Въ этихъ первыхъ стычкахъ особенно отличилась одна рота, о которой разсказываетъ солдатъ изъ этой роты, по прозвищу „Чайка“. Перескакивая съ позиціи на позицію, рота Чайки близко подобралась къ непріятелю и насѣдала на него. Связь съ главными силами увлекшейся въ пылу наступленія части была давно уже утеряна. Въ послѣднее прибѣжище ея австрійцы палили изъ орудій. Однако, рота задалась цѣлью добраться до штыковъ. Для этого нужно было заставить австрійцевъ выйти изъ окоповъ. Въ ротѣ, значительно потаявшей отъ непріятельскаго огня, изъ офицеровъ оставался только штабсъ-капитанъ В. Онъ обратился къ солдатамъ:

— Надоѣло такъ мухъ ловить. Все равно возврата намъ нѣтъ. Выведемъ пулеметы на прогалину и поработаемъ. Кто за мной?...

Подъ огнемъ выкатили три пулемета и стали засыпать |встрійцевъ фланговымъ огнёмъ, вдоль окоповъ.

— Повскакали съ удобныхъ мѣстъ и удирать... — разсказываетъ Чайка: -  А пули косятъ. Повернули ихъ колоннами и пустили противъ насъ. Много ихъ тутъ полегло. Прямо въ упоръ стрѣляли. Вдругъ вскинетъ руками, упадетъ на спину, и голова на ранцѣ, какъ на подушкѣ лежитъ.
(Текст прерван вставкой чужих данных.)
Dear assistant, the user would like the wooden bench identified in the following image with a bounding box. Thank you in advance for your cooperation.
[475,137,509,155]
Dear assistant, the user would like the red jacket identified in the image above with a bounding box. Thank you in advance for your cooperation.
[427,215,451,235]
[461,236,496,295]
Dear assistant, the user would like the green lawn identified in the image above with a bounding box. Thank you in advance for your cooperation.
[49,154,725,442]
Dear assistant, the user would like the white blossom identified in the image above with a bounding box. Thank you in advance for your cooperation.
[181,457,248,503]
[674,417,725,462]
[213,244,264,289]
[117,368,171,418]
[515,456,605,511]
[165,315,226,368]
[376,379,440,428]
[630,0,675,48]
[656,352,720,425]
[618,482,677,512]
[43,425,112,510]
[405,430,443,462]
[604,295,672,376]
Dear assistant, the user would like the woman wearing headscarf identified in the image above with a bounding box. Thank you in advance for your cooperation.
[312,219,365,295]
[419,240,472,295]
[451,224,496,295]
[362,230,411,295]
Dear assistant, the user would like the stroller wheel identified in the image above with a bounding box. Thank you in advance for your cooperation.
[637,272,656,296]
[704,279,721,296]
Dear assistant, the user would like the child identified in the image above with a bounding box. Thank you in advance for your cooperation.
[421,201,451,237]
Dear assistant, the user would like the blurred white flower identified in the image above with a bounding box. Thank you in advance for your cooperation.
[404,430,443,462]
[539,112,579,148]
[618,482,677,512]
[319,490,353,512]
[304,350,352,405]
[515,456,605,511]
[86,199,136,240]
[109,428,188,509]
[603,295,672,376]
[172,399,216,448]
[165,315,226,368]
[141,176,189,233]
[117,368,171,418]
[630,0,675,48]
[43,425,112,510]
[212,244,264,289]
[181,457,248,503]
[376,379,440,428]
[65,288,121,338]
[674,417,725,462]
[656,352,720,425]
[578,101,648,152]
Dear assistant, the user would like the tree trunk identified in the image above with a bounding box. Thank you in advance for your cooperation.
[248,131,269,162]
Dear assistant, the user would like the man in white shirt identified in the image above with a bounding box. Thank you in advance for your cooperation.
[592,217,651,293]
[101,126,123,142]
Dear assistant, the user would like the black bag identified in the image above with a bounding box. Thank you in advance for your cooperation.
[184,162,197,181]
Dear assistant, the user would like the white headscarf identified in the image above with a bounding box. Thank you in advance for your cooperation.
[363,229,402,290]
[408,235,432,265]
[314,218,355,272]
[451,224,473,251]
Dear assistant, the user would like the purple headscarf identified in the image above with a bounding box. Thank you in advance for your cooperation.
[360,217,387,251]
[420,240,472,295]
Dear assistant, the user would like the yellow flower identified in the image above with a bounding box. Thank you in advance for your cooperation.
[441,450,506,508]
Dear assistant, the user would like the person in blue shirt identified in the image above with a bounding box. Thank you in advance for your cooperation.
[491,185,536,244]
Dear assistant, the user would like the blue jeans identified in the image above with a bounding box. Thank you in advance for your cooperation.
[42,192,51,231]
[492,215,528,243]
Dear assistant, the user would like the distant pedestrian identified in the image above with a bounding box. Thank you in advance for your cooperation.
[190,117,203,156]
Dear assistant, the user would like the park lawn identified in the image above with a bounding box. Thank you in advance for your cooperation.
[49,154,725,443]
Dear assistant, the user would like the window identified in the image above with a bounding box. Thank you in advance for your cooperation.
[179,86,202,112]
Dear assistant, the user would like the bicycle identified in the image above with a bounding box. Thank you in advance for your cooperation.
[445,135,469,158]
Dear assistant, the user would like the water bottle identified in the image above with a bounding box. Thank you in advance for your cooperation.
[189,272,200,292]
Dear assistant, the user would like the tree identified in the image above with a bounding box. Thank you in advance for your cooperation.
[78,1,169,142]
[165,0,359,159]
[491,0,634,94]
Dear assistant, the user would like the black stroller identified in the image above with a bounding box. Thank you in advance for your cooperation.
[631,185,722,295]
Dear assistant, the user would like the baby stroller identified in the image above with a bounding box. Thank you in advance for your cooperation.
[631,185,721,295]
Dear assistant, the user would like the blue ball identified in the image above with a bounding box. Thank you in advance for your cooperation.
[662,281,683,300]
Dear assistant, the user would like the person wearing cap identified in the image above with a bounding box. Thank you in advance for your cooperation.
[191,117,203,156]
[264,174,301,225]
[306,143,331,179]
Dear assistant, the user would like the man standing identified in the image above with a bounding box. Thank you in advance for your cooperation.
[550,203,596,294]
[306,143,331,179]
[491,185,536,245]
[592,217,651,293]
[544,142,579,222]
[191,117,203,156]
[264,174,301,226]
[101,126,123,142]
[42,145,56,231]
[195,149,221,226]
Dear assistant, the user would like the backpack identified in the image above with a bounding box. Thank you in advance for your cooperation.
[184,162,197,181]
Но и отъ отважной роты осталось всего 15 человѣкъ. Пулеметчики наши легли. Простые солдаты ихъ смѣнили. Ночью подоспѣлъ полкъ, разыскавщій увлекшуюся роту.

— Узналъ командиръ, какихъ мы дѣловъ надѣлали, и говорить: „Давно не спали?“ — Такъ точно, третьи сутки! — „Давно не ѣли?“ — Такъ точно, почитай столько же! — „Молодцы ребята, отправляйтесь отдохнуть!“ А штабсъ нашъ-то говорить: „Такое здѣсь расчудесной мѣсто, что просто жаль уходить!“ Задоръ взялъ — и остались. Къ лѣвому флангу и пристали.

Задору своему Чайка обязанъ и двумя ранами. Увлекся, выбѣжалъ изъ лѣсу—и прямо на австрійскіе окопы. На ходу стрѣлялъ.

— Точно ополоумѣлъ, пру и пру и что со мной было — ума не приложу. Въ 400 шагахъ дую и дую. Вдругъ въ ногѣ заскребло. „Готово!“ думаю. Опустился на колѣно. A тутъ и грудь вдругъ ожгло и поползло теплое подъ рубахой. Опрокинулся я и лежу; кругомъ все ходуномъ заходило. „Доканаютъ теперь!“ подумалъ — и поползъ, до лѣсу добрался, забылся. Просыпаюсь — собака меня лижетъ, лижетъ и воетъ. На ея вой санитары пришли и взяли меня...

Послѣ дѣла у Нароля серьезное столкновеніе произошло лишь вначалѣ августа, когда наши войска выбили австрійскій батальонъ изъ Равы - Русской, находящейся въ Галиціи, въ 20 верстахъ къ югу отъ границы Люблинской губерніи и составляющей желѣзно дорожный узелъ главной линіи изъ Кракова во Львовъ и отвѣтвленія на Сокаль.